Post hoc analysis revealed that male fetuses were the most sensitive to maternal BMI such that when separated by sex, mRNA expression of ACOX1 (P = 0.0002), LPL (P = 0.03), CPT2 (P = 0.01), ACACA (P = 0.02) and MFSD2A (P = 0.04) were significantly reduced in placentas of obese women with male fetuses but not females (Fig. 4). PLIN2 also tended to be reduced (P = 0.052) in this same group. There were no statistical differences between GA, maternal age, smoking or race between BMI groups among sexes (Supplemental Table 3).
Male fetal sex drives downregulation of fatty acid metabolism associated genes (A ACOX1; B LPL; C CPT2; D ACACA; E MFSD2A) in women with obesity (Males; lean n = 10, obese n = 5, Females; lean n = 4, obese n = 9). Data (means ± standard error of the mean) are expressed as normalized log2 mRNA expression. *P < 0.05; ***P = 0.0002, data compared by 2-way ANOVA.
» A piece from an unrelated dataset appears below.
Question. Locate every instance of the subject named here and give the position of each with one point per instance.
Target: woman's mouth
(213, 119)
Effect of gestational age on placental lipid transporters and lipases
The effect of GA on placental lipid metabolism gene expression in the first trimester was also assessed. As the effect of GA was not different between adiposity groups, all participants were analyzed together. Expression of placental genes associated with FA transport (CD36, FABP5, MFSD2A and LPL) were positively correlated with increasing GA (Fig. 5). Only one FA transporter, SLC27A6, negatively correlated with GA.
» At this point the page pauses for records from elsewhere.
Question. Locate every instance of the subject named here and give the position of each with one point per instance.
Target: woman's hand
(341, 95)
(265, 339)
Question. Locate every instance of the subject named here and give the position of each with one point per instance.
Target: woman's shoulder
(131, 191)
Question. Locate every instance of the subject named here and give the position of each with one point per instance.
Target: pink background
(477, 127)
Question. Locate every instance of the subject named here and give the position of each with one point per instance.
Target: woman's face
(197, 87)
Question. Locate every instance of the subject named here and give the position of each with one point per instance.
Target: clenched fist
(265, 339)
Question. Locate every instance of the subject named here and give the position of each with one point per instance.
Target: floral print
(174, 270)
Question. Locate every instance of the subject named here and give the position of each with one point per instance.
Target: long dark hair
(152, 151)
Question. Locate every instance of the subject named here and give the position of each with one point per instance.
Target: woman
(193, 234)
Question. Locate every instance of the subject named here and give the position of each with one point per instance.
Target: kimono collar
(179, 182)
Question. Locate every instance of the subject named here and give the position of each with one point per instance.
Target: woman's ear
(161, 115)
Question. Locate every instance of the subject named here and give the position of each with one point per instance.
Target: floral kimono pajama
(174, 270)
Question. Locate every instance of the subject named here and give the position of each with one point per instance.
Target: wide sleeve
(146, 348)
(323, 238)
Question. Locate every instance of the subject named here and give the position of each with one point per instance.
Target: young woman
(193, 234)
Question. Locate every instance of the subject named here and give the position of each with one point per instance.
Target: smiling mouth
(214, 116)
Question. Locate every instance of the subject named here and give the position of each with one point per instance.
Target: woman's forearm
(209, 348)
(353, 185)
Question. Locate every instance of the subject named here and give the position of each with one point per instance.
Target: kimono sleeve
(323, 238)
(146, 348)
mRNA expression of fatty acid metabolism genes with increasing GA. (A) CD36, (B) FABP5, (C) LPL (D) MFSD2A increase significantly with GA and (D) SLC27A6 decreases with GA.
Discussion
The key finding of this study was that maternal obesity impacts placental lipid metabolism from the first trimester of pregnancy and that placentas of male fetuses may be more sensitive to these changes compared to female fetuses. All genes we found to be differentially expressed in placentas of obese women were downregulated across fatty acid oxidation, esterification and transport pathways. Evidence that placental lipid metabolism is altered as early as 7 weeks after conception in women with obesity, suggests that early intervention, perhaps even pre-conception, may be necessary to modify and/or improve placental function.
Obesity in early pregnancy is associated with depressed expression of genes in both FA oxidation (FAO) and esterification (FAE) pathways in first trimester placenta. This decrease in expression of lipid metabolism pathways is consistent with previous research assessing the effect of obesity on gene expression in early gestation placenta17, particularly the finding of reduced mitochondrial function23. Contrary to the effects of obesity in full term placenta12, mRNA expression of FAO-related gene CPT2 and FAE-related genes DGAT1 and ACC (ACACA) were downregulated in the first trimester placenta of women with obesity. Although placental PPARα and its targets (CPT1b, PGC1) were downregulated by obesity at term12, PPARα expression was not altered in the first trimester placenta. Several other placental genes upregulated by obesity at term (PPARγ, SCD1, CACT, OCTN2, COT) were not significantly altered in early pregnancy, which may indicate a cumulative effect of the obese milieu on placental lipid metabolism pathways throughout gestation. Of note, direct comparisons between these early and late pregnancy studies are limited due to differing methodology (PCR vs Nanostring) used for gene expression analysis.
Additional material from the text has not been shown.